LGBTQIA+ people are dying. During the week of the conference alone, there were reports of yet another Black Trans Woman, Muhlaysia Booker, shot to death after being brutalized months prior. More news articles about how trans people in the USA are losing our rights to basics like healthcare and safe housing. More hospitalizations for self-harm and suicidality among LGBTQIA+ people, because the church has become just another in a long line of institutions dehumanizing God’s beloved children.
“They were not willing to surrender their money, colosseum, and privileges. And yet, they are asking those of us at the margins to surrender our very selves for the sake of their comfort.”
This conversation is not just about whether or not the younger generation will be United Methodists. This conversation is life and death.
WE CAN NOT WAIT UMC.
So as I sat and sang “I Surrender All,” I knew what those words meant for me.

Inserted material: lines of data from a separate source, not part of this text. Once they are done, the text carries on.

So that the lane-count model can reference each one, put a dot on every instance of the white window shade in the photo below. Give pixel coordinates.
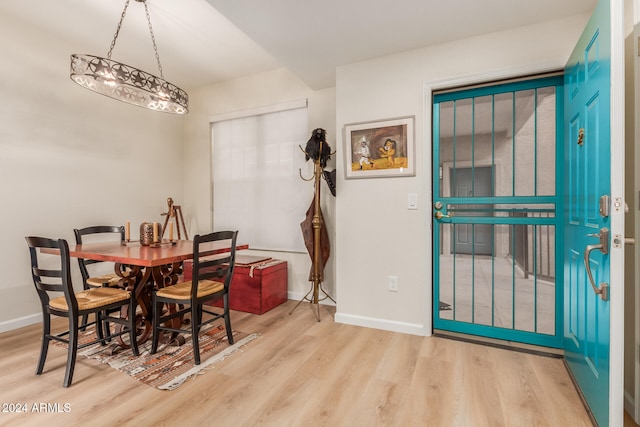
(257, 187)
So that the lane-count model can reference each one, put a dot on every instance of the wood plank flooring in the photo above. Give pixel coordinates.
(302, 372)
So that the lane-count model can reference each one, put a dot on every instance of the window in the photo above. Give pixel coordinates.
(257, 188)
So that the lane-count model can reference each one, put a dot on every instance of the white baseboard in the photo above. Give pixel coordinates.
(10, 325)
(386, 325)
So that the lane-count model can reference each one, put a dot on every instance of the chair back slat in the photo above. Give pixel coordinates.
(43, 273)
(94, 230)
(219, 267)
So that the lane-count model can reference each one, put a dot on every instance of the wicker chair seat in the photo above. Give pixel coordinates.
(92, 298)
(182, 291)
(107, 280)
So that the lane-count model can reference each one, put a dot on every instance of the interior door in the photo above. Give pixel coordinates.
(591, 219)
(473, 182)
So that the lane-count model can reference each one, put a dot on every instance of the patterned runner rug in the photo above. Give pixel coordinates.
(172, 365)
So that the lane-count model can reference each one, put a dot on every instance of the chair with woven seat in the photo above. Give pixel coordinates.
(51, 272)
(97, 278)
(211, 279)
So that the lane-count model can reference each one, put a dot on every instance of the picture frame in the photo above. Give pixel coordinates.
(380, 148)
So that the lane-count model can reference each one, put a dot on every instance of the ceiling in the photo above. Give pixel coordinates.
(202, 42)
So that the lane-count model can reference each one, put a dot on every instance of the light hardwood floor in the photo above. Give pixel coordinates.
(301, 372)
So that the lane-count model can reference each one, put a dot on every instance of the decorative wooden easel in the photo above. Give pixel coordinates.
(175, 211)
(316, 276)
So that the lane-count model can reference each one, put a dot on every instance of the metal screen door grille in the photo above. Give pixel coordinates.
(496, 198)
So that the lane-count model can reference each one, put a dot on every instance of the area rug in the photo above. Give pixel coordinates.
(171, 365)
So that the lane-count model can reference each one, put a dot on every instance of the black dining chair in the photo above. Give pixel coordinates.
(211, 279)
(51, 272)
(103, 279)
(93, 271)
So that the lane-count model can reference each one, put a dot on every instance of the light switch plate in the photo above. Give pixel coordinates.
(412, 201)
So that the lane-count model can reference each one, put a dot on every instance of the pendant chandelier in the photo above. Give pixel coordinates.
(126, 83)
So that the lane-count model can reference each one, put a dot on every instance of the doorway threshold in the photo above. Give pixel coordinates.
(506, 345)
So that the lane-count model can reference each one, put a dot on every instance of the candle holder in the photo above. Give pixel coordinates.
(146, 234)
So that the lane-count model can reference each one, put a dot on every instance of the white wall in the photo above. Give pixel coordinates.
(70, 158)
(258, 90)
(376, 235)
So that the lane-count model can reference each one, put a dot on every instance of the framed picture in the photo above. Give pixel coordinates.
(377, 149)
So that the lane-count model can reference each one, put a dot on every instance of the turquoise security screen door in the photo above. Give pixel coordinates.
(497, 211)
(594, 217)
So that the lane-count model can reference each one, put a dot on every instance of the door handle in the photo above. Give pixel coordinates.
(439, 215)
(603, 246)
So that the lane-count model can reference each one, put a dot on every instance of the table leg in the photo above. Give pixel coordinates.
(142, 282)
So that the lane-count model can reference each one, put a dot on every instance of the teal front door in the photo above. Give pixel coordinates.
(591, 209)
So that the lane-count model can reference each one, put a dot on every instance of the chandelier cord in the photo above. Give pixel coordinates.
(115, 36)
(153, 38)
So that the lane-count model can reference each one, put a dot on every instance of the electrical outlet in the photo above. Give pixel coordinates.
(393, 283)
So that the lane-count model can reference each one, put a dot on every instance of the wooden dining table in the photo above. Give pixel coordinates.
(144, 268)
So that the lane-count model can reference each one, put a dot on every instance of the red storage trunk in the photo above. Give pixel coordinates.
(258, 284)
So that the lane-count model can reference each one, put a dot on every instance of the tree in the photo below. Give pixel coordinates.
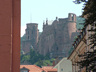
(89, 57)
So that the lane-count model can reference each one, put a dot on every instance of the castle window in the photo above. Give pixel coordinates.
(61, 69)
(28, 32)
(28, 37)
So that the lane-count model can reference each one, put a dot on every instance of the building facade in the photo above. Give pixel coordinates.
(82, 48)
(56, 39)
(31, 37)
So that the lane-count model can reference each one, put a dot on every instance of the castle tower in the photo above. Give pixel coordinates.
(71, 23)
(32, 32)
(31, 37)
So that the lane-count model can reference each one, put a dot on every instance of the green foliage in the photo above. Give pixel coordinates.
(36, 58)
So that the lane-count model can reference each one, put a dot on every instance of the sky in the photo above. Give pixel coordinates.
(36, 11)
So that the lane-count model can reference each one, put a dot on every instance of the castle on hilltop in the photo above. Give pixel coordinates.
(56, 39)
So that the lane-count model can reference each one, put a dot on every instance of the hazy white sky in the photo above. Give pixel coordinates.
(36, 11)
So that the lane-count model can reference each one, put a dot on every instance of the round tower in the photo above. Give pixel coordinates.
(71, 24)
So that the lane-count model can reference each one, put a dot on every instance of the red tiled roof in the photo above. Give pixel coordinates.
(32, 68)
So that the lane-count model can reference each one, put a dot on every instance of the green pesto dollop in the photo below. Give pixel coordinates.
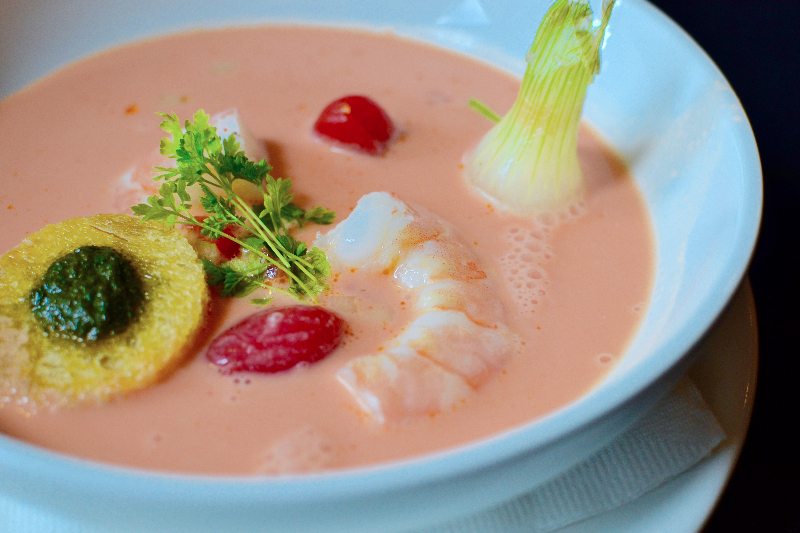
(89, 294)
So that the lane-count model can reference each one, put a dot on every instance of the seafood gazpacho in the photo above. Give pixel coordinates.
(323, 277)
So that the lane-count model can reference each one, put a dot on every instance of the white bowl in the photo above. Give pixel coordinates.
(659, 101)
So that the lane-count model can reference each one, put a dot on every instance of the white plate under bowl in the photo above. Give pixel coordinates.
(659, 101)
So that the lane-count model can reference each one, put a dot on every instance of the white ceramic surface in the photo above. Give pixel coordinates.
(725, 373)
(658, 100)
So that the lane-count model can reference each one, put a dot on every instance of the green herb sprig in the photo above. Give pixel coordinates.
(204, 159)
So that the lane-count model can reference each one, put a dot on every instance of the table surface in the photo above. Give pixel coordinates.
(755, 46)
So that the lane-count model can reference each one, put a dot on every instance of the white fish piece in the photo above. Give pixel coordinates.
(476, 299)
(399, 383)
(458, 344)
(370, 238)
(458, 338)
(135, 185)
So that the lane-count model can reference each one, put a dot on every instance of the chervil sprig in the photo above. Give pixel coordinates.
(211, 164)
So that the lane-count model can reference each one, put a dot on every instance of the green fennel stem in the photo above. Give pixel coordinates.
(529, 160)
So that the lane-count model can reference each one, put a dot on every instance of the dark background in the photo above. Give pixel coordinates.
(756, 44)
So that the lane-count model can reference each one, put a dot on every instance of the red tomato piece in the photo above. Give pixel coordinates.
(356, 122)
(277, 339)
(227, 248)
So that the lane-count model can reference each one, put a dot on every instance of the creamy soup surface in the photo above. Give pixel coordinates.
(584, 282)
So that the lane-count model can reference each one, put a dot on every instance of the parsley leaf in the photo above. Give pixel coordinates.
(203, 158)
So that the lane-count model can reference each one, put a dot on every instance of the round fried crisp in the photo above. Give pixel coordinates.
(39, 367)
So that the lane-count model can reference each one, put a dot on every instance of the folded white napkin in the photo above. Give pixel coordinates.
(678, 432)
(672, 437)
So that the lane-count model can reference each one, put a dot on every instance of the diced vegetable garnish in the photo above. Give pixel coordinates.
(356, 122)
(529, 160)
(278, 339)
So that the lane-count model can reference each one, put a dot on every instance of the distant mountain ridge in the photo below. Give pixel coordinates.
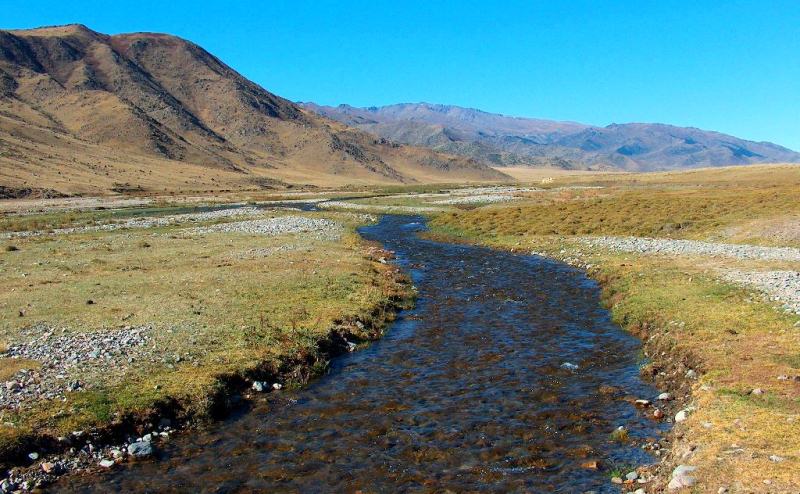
(501, 140)
(83, 111)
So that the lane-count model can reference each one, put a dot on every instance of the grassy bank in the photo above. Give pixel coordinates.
(213, 308)
(743, 423)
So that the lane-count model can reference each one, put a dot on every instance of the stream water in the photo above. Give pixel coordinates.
(466, 392)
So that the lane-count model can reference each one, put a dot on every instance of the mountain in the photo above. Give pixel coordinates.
(512, 141)
(86, 112)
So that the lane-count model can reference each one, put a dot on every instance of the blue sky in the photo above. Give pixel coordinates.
(724, 65)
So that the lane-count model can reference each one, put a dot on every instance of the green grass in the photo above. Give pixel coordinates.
(208, 297)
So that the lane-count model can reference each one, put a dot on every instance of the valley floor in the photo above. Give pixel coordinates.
(117, 314)
(119, 326)
(719, 320)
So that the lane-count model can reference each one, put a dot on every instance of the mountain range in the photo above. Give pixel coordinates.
(501, 140)
(85, 112)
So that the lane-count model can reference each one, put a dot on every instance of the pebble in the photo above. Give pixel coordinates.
(681, 478)
(645, 245)
(140, 449)
(321, 227)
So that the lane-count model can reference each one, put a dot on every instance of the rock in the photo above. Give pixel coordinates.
(681, 478)
(50, 468)
(140, 449)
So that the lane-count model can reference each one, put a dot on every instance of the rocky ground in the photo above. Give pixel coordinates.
(320, 227)
(780, 286)
(694, 247)
(65, 362)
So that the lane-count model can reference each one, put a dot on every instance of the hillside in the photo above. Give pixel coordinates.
(85, 112)
(512, 141)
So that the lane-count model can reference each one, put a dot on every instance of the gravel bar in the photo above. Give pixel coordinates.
(693, 247)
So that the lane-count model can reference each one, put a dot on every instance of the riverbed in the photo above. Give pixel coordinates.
(508, 375)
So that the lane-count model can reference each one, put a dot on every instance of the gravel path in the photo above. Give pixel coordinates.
(694, 247)
(322, 228)
(67, 360)
(378, 207)
(149, 222)
(780, 286)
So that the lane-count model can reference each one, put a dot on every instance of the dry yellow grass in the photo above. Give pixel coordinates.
(685, 315)
(227, 303)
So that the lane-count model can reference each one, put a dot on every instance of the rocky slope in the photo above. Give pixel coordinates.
(84, 111)
(511, 141)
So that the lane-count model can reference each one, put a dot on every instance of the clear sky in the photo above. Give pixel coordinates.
(731, 66)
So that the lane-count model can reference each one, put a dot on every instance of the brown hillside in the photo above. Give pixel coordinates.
(86, 112)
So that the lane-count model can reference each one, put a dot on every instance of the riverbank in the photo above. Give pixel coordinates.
(724, 345)
(117, 336)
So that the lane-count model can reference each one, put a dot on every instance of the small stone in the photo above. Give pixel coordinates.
(591, 465)
(681, 477)
(140, 449)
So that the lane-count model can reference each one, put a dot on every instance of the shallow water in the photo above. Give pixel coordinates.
(465, 392)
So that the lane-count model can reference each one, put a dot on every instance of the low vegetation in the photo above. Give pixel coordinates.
(743, 410)
(211, 307)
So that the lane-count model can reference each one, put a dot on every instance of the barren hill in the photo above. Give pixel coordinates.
(513, 141)
(82, 111)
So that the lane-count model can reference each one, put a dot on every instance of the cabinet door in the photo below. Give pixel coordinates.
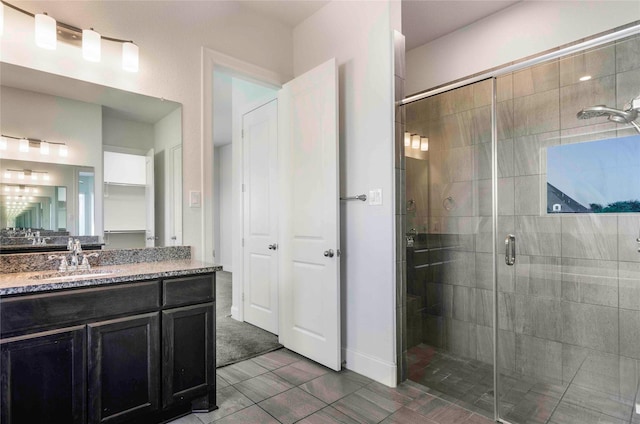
(43, 377)
(188, 367)
(124, 366)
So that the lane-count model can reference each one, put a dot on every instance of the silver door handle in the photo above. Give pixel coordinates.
(510, 250)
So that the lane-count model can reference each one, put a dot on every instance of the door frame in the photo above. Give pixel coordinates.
(210, 60)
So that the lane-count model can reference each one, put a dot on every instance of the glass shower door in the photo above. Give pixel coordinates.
(569, 191)
(449, 245)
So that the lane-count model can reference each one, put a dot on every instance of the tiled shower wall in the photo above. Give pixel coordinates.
(575, 287)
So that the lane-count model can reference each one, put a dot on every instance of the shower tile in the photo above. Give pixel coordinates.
(458, 269)
(484, 274)
(528, 194)
(538, 358)
(590, 236)
(536, 79)
(537, 113)
(592, 326)
(506, 309)
(630, 333)
(627, 53)
(604, 372)
(538, 235)
(539, 276)
(629, 285)
(628, 232)
(504, 124)
(590, 281)
(530, 153)
(482, 160)
(573, 98)
(539, 317)
(506, 347)
(627, 87)
(595, 63)
(504, 90)
(461, 338)
(464, 303)
(595, 131)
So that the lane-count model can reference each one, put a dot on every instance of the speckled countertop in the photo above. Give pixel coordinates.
(29, 282)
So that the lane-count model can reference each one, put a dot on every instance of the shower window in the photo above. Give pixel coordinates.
(594, 177)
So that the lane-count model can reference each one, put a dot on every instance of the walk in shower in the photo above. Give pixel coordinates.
(513, 196)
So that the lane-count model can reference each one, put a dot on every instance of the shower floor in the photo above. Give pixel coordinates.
(603, 388)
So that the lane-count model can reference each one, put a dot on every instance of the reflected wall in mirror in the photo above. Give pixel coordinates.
(43, 202)
(90, 120)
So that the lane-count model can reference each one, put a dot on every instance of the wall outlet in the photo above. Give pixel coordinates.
(375, 197)
(195, 199)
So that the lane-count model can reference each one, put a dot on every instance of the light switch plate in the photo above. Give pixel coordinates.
(375, 197)
(195, 199)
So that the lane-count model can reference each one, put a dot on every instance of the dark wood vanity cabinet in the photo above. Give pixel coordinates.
(153, 358)
(42, 377)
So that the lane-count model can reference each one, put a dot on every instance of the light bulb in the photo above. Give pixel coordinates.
(415, 141)
(424, 144)
(130, 57)
(91, 45)
(45, 31)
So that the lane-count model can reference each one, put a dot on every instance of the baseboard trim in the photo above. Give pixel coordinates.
(374, 368)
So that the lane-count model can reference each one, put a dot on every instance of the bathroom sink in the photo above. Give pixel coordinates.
(63, 275)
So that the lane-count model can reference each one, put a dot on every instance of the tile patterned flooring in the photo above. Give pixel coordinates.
(284, 387)
(602, 389)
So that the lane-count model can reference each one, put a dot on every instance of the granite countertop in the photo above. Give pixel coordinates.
(28, 282)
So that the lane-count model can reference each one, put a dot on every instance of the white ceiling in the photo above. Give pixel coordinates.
(422, 20)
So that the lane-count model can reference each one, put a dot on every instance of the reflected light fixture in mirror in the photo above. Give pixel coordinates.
(24, 145)
(415, 141)
(424, 144)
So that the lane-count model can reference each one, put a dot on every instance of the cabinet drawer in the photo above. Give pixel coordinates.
(188, 290)
(76, 306)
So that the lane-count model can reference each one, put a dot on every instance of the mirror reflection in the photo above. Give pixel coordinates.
(68, 131)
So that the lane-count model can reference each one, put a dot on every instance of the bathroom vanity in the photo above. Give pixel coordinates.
(121, 343)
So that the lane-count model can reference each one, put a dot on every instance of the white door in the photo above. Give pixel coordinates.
(149, 198)
(260, 227)
(309, 215)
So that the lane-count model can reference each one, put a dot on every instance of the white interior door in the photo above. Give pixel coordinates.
(260, 227)
(309, 215)
(149, 198)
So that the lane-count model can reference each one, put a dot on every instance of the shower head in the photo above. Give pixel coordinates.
(615, 115)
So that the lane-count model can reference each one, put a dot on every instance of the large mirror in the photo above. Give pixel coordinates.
(63, 180)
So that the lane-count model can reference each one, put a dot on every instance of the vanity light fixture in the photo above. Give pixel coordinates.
(91, 45)
(24, 144)
(47, 32)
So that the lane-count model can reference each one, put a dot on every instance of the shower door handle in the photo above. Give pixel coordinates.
(510, 250)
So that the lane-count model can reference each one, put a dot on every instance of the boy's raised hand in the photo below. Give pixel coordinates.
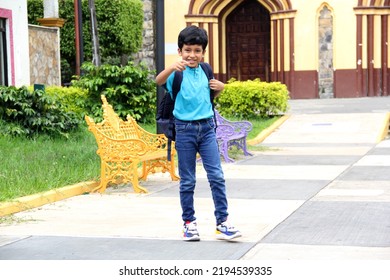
(216, 85)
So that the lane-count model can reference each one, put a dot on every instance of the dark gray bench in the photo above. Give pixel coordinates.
(232, 133)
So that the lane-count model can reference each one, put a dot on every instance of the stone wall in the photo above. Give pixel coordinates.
(147, 54)
(45, 64)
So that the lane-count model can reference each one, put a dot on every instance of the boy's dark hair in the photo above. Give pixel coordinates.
(193, 35)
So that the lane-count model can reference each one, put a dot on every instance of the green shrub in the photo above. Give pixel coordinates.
(248, 99)
(129, 89)
(25, 112)
(72, 99)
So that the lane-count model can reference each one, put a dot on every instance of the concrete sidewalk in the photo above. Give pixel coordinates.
(319, 190)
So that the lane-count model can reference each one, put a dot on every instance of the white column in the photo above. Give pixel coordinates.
(50, 8)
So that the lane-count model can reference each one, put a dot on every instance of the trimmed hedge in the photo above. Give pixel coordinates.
(248, 99)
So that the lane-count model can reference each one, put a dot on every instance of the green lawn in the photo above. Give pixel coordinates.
(31, 166)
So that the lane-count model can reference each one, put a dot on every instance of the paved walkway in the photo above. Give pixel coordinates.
(319, 190)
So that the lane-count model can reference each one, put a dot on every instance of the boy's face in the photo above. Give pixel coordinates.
(192, 54)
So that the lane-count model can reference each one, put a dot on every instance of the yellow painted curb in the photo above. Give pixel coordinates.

As we continue the work at Zao MKE Church and the work of the Our Movement Forward, it means we will keep surrendering actual lives. Was that the same song for everyone in there?
At the very end of UMNext, we were asked to claim a truth.
The truth I left with is this: We can no longer wait for liberation.
Because I believe in radical solidarity, I know that I need you to fight for my liberation. But when you do that, you are fighting for your own liberation as well. That’s what solidarity is: it’s the understanding that no one is free until all are free.
Sometimes that means doing things that seem impossible: give up our colosseums, our power, our money, our stained glass, our comfort. Step to the margins, where Jesus always resides. Let the margins lead us to freedom.
To quote MLK one last time, “The question is not whether we will be extremists, but what kind of extremists will we be. Will we be extremists for hate or for love? Will we be extremists for the preservation of injustice or for the extension of justice?”